Marian y Anthony se sentaron en la mesa más cercana. Los respaldos de madera tallada se salvaban de la incomodidad gracias a unos cojines de color ocre que a todo el mundo agradaban cuando se los colocaban tras la espalda. Anthony tuvo que respaldarse con dos debido a su obesidad, uno solo no le resultaba suficiente.

Pidieron dos capuchinos, ambos encendieron un cigarro y comenzaron la conversación.

- Marian, tengo que darte una buena noticia.

- -¿de veras?- lo cierto es que necesitaba algo así.

- Seguramente recordarás que hace tiempo, participaste en la banda sonora de una película. Tú compusiste las canciones y las dirigiste en el estudio, ¡ no es así?
- Así es.

- Debes ir a que te paguen lo tuyo. Creo que no te lo dijeron antes porque hubo una confusión o algo por el estilo. Me parece que recibirás una gran suma, ha sido una película bastante exitosa.

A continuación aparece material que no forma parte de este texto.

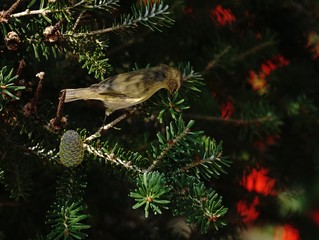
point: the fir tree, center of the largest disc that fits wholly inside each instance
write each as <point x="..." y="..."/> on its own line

- ¿Cómo se llama? Ya no me acuerdo.

- “la Carta del hechicero”

- Es un nombre bastante absurdo para una película taquillera, pero lo cierto es que si me pagan bien, me importa un pimiento- después tosió. Si por ella fuera, ese eufemismo se habría modificado por algo malsonante. Siempre hablaba con pocos tapujos en su lenguaje.- ¿Dónde debo ir a que me lo paguen?

- Me dijeron que esta tarde te pasas por allí. Debes ir al mismo sito donde grabaste la banda sonora.

- De acuerdo.

Marian cogió su bolso, dispuesta a marcharse.

-¿Ya te vas?- preguntó Anthony

-si, tengo prisa. Otro día nos vemos

Anthony la vio alejarse, mientras apuraba su café.